What you have is a family in the region of Ober-Ramstadt (about a 35 minute drive south of Frankfurt) who had made a religious decision several years ago....to teach their kids only at home (no public or private education system).
At some point, the regional authorities in Hessen reacted and gave the ultimate order....remove the four kids from home, and put them under state authority (attending public schools). The family sued that their rights were violated.
It went through the various levels of German law, and finally to the EU system. The EU court ruled....the authorities are correct, and that the kids will attend public school (either with the parent's permission, or via the order of the authorities).

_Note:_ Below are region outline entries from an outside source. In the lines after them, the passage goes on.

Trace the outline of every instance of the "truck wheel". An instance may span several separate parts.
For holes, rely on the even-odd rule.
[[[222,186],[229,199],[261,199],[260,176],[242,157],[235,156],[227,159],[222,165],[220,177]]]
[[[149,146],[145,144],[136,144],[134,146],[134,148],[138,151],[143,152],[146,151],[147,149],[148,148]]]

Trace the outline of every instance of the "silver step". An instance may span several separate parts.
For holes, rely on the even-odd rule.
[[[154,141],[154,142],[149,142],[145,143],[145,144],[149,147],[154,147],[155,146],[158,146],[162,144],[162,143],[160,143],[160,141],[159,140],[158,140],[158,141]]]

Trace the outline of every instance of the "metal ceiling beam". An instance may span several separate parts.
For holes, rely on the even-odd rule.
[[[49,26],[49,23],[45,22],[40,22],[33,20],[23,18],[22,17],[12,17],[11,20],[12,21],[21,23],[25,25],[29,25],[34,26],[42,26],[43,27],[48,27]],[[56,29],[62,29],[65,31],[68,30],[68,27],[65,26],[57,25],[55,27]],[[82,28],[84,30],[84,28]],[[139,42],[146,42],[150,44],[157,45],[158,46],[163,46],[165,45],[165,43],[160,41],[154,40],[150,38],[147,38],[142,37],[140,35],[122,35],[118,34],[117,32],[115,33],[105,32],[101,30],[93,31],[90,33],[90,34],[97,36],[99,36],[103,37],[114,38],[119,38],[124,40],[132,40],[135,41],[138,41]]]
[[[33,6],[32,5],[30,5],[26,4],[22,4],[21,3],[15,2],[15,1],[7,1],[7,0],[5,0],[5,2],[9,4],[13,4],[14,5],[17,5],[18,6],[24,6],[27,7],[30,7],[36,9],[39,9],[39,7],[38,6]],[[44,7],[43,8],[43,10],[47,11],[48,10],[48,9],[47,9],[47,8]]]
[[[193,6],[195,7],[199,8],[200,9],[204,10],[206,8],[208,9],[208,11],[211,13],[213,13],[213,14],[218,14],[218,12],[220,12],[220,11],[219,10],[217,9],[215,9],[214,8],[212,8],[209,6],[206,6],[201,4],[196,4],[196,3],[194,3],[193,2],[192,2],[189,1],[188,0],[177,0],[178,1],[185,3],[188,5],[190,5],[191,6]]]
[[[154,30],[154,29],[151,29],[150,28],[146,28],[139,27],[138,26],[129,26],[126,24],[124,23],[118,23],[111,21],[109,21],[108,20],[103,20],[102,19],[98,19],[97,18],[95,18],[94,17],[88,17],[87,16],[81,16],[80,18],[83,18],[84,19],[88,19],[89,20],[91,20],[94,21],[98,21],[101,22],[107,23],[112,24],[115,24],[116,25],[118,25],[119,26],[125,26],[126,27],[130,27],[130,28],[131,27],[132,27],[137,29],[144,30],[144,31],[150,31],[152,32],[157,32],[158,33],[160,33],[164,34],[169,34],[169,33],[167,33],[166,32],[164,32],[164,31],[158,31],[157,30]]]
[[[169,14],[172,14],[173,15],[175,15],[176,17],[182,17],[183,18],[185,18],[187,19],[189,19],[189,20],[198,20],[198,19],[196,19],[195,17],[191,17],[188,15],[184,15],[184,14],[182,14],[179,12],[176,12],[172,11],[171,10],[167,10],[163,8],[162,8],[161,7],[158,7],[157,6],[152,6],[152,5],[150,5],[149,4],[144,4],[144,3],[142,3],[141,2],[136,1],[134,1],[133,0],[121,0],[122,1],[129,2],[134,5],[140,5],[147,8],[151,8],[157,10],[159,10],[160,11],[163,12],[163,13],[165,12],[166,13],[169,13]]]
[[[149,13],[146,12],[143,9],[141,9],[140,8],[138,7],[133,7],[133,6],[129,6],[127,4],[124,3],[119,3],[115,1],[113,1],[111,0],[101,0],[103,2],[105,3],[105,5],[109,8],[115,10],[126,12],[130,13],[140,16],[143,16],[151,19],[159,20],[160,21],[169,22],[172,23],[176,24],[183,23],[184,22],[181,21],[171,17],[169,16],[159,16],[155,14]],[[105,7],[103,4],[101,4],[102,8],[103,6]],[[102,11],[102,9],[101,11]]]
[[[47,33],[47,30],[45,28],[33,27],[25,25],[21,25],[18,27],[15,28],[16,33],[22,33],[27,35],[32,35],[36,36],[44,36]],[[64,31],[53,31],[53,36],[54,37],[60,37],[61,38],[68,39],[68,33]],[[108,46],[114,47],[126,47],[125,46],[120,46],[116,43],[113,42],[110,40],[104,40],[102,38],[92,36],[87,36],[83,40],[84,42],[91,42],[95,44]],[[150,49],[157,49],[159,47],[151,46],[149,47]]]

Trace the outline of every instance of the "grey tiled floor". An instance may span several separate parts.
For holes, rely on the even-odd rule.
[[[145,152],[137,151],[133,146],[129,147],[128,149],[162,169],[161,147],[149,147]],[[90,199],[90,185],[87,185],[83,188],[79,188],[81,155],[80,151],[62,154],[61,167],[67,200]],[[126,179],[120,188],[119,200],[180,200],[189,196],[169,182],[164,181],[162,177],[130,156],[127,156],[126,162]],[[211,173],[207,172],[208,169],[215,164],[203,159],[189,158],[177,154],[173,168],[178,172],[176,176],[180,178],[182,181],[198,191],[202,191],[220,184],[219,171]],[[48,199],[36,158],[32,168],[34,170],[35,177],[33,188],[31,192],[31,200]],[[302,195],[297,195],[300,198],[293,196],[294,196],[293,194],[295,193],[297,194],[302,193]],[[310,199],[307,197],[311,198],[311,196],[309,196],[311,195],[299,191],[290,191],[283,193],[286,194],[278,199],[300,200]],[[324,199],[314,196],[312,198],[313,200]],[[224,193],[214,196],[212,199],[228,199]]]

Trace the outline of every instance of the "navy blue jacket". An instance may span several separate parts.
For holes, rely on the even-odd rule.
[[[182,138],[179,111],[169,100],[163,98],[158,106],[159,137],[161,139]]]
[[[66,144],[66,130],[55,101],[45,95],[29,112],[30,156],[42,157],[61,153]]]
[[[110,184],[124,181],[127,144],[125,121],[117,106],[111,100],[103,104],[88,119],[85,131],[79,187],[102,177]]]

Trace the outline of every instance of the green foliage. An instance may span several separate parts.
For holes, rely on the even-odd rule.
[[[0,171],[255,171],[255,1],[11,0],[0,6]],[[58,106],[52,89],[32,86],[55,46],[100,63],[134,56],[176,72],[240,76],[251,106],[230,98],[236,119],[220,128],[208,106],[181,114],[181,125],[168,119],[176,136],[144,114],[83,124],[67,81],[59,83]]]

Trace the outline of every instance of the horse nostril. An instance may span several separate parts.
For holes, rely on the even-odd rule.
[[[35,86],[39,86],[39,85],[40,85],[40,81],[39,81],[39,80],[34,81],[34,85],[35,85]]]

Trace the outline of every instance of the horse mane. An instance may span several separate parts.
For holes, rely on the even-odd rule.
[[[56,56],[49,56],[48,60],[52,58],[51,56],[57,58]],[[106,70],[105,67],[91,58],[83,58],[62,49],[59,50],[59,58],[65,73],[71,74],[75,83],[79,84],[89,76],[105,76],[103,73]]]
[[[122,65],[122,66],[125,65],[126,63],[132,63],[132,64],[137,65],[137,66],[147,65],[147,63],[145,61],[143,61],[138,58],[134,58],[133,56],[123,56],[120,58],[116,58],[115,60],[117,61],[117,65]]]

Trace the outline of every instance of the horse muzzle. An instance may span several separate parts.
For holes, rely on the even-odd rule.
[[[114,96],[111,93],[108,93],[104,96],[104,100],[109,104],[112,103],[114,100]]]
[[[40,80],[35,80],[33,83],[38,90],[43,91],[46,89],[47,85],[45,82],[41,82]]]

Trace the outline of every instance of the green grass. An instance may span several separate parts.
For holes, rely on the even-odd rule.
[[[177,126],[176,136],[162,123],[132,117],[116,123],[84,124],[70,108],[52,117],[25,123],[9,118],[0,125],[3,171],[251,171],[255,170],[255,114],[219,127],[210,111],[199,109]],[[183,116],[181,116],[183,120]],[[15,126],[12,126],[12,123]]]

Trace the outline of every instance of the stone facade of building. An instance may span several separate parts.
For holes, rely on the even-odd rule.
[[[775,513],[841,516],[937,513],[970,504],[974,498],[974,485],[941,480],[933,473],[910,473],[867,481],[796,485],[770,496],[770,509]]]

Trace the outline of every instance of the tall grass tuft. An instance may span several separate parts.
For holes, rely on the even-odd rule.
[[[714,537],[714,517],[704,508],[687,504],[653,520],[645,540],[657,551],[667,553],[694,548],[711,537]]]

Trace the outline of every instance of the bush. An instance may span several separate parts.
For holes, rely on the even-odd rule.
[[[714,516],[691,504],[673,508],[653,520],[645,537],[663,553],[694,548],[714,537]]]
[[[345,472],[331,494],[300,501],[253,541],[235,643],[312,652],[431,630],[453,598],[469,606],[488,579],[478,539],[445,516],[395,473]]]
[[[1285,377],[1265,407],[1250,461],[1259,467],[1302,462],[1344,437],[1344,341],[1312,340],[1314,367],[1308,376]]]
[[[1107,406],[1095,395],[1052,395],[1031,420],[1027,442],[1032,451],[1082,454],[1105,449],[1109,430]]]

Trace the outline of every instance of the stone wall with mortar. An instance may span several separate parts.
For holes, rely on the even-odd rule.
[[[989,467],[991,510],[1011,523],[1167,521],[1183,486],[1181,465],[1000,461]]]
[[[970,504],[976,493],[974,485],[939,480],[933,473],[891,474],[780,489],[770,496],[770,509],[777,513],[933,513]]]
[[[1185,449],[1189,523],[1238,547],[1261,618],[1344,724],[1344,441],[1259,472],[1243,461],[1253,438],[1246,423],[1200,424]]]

I should note, this started out in 2013, and it's taken nearly five years to reach this legal stage.
How and why? There is a national legal setting which says you (as a kid) need to attend public school system, or a licensed private situation, until 16. Teaching at home? No, that won't work with the law that is in effect.
Why (most Americans would have a different view of this)? I've read a good bit over the German view of this and there are basically three driving forces:
1. If you did say a right to educate at home exists....then any and all...would be given this right. If you lived in a house with a father and mother who were no better than marginal education (say 7th or 8th grade)....how could you expect those parents to provide any type of decent education? What if both parents were immigrants...spoke no German, and had no comprehension of basic science?
2. There is some fear (based on past episodes) that if you allowed this to go on, and poor education resulted.....then somewhere around age 20 to 30....'Junior' would show up at the unemployment office and lay out the problem that he wasn't that educated (none of his fault, just his parents) and he has nothing to show for work potential.....so they'd have to turn on Hartz IV (welfare) and likely pay 'Junior' for the rest of his life to sit at home.
3. Finally, the government will readily point out that they register and approve various private educational units to exist (some under the Catholic Church)....some under private pay-as-you situations. Parents might find it a burden to accept this, or to pay for it.....but there are likely private schools which would meet your 'political' or 'religious' agenda. These have teachers who have certifications, and the programs are monitored to ensure they meet the basic goals.
At some point around twenty years ago, I was watching some German news documentary piece and they got onto illiterate Germans. These are people who had various issues and just simply can't read. By their estimates, at least half-a-million Germans (out of 82-million) were in this category. Even with the government's rules.....the system isn't perfect. But if you allowed at-home schooling, I'm not sure you would really gain anything.